I’ve just used it today to build a basic music player. I wouldn’t say that the layout is as responsive as a typical mobile app’s ability to move content but I did tweak things so that it can squash down to a mini-player and it stills looks great.
- This allows you to build cross-platform desktop apps in much the same way that you’d use Adobe PhoneGap, say, to build for mobile apps.
- So far, it seems to be well-behaved.
- If you don’t want others to easily see your code, there’s a step where you can use asar to zip-up everything into a tidy package.
- I didn’t have to digitally-sign anything like you might have to for a Windows 10 application or for OS X, say.
- For people who have
npm, the install is as easy as anything you’ve seen in the open-source space and a familiar workflow.
- Currently, I don’t see any support for mobile platforms.

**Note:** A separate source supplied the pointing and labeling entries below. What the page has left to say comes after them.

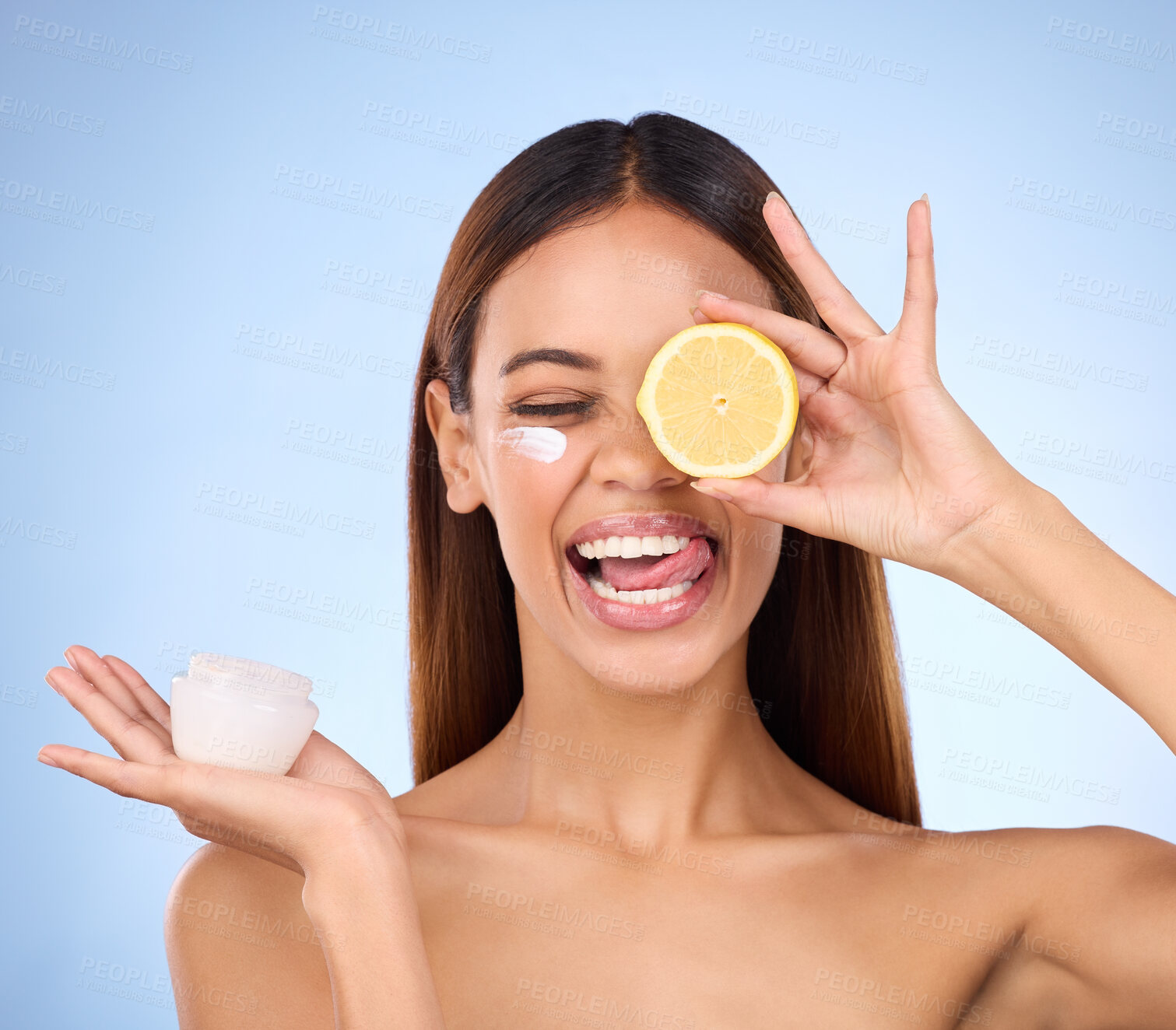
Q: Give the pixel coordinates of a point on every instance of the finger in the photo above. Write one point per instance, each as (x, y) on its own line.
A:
(255, 813)
(837, 305)
(103, 675)
(793, 503)
(916, 327)
(126, 734)
(149, 700)
(807, 346)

- The complete foldedset comes in a 216MB which strikes me as a little big for what it’s doing. The app itself for the music player weighs in at 84MB of this so the remainder is everything that Electron is doing to present all this.
- You would need to setup three different build sites to maintain a specific download for your own app. (It’s not like PhoneGap in which you just submit the common code and Adobe builds it in the cloud.)
- Given that you’re not digitally-signing your code, you might have to talk your users through the hurdles of having the user “trust” the content within their particular OS.
- This might be so popular soon that none of us can really afford to just use Electron.exe by default to serve up our app; we’ll need to rename it before publishing, in other words.
I can see myself wanting to really learn this one deeply. It has a lot of potential for delivering a more native-app experience for users.